Too lean, the timing too far advanced, (but the PCM controls the timing on all OBD II engines,) will cause a spark knock, long term it causes burnt pistons, the knock is from high cylinder temps starting combustion before the shark plug fires, when the plug fire the 2 explosions hit each other and cause the knock.


----------



## wolfen1086 (Oct 4, 2007)

That makes sense, so spark knock would be a VERY bad thing.


----------



## FAQ (Mar 7, 2006)

wolfen1086 said:


> That makes sense, so spark knock would be a VERY bad thing.


Then it's the money well spent because I don't hear the knocking when accelerating. But how does the high octane (only 4 octane difference) premium gas/fuel retard the advanced timing?


----------



## Wrench97 (May 10, 2008)

It does not the higher the octane the higher the flash point so the fuel does not ignite by the cylinder temp.
It may be worth having it checked out for a vacuum leak or a bad knock sensor, the PCM has what's reffered to as a learning curve, it'll learn over a number of key starts where the timing and fuel settings are so once moving to hi-test the PCM will learn the settings in order to go back to regular it'll have to relearn or you'll have to reset the PCM.


----------



## Raylo (Feb 12, 2006)

I don't think that a car designed for regular will typically be able to advance the timing beyond the stock calibration to take advantage of premium gas. It is usually just the other way around. If the knock sensors see a threshold level of pinging (a little is not bad) the PCM will pull timing back. We run TTS datamaster to check and tune our F body motors and you can see the retard events for a too aggressive PCM program. But there are no "advance" events. There is a programmed spark timing curve based on many input parameters and any PCM action retards from that if it sees beyond threshold knock.
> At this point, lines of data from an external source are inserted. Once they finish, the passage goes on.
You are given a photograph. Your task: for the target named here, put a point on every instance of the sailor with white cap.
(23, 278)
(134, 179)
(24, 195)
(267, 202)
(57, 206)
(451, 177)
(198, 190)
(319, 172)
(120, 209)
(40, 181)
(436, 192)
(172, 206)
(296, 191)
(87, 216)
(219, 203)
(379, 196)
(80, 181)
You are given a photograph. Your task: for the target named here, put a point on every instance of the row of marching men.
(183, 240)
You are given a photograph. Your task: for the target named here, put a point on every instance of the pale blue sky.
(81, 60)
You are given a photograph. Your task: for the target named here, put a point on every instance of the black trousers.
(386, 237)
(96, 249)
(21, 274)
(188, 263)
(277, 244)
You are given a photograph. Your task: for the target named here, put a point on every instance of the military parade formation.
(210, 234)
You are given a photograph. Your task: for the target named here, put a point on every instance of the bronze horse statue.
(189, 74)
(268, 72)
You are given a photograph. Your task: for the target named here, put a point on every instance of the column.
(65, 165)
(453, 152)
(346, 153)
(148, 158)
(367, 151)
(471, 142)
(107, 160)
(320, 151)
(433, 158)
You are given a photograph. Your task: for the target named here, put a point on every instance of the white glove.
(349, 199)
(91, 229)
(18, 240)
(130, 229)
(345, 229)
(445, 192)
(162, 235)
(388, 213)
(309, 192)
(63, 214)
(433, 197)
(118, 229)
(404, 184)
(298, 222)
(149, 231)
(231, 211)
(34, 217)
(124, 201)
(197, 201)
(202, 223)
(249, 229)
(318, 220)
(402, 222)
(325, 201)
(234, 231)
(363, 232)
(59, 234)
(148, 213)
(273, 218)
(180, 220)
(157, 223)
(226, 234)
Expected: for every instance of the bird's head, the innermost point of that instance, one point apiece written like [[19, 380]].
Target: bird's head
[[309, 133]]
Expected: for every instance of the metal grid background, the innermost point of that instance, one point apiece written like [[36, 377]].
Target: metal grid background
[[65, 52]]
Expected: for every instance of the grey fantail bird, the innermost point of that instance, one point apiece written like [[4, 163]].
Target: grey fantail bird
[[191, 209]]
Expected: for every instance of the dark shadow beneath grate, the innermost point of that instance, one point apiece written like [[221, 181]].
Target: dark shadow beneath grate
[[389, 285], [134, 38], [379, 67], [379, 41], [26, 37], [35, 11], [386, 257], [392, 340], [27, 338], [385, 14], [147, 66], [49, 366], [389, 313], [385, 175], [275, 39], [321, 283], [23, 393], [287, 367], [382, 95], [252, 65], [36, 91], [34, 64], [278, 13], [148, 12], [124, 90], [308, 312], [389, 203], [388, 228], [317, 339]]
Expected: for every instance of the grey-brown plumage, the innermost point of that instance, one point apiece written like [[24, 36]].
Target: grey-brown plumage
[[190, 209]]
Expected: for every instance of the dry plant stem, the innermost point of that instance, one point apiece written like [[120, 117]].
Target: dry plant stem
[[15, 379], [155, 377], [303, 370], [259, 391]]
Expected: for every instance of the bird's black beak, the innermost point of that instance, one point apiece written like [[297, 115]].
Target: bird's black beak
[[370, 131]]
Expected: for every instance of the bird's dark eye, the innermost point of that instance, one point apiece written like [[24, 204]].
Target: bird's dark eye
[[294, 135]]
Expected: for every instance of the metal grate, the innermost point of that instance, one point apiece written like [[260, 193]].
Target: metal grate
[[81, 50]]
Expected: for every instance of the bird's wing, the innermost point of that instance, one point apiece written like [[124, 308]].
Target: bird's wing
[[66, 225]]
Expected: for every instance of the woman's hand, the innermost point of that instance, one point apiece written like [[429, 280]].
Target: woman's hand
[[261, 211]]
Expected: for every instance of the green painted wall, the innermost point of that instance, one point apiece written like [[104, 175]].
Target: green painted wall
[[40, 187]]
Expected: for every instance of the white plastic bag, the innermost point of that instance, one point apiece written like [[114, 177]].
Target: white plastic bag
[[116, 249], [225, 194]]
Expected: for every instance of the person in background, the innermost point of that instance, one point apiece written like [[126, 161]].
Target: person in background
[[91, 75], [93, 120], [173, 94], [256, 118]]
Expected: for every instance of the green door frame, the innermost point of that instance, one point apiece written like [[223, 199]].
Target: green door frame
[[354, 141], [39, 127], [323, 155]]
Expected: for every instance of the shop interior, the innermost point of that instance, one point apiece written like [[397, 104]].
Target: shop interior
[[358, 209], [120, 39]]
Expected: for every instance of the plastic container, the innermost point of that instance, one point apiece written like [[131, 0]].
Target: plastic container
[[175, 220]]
Like Wrench says there is a lot of learning going on as well. Maybe it will learn and adjust how fast it makes retard actions if/when it does get pinging and be more aggressive based on history, which might vary from reg or premium gas? I'm not sure about that, though.

But if your motor and sensors are working correctly, and the gas is in spec, the slight pinging you hear should not be damaging.... unless Ford really screwed up. I don't think they make those kinds of mistakes, and I'm not even a Ford guy!


----------



## wolfen1086 (Oct 4, 2007)

FAQ said:


> Then it's the money well spent because I don't hear the knocking when accelerating. But how does the high octane (only 4 octane difference) premium gas/fuel retard the advanced timing?



Its only money well spend if you can afford it.


----------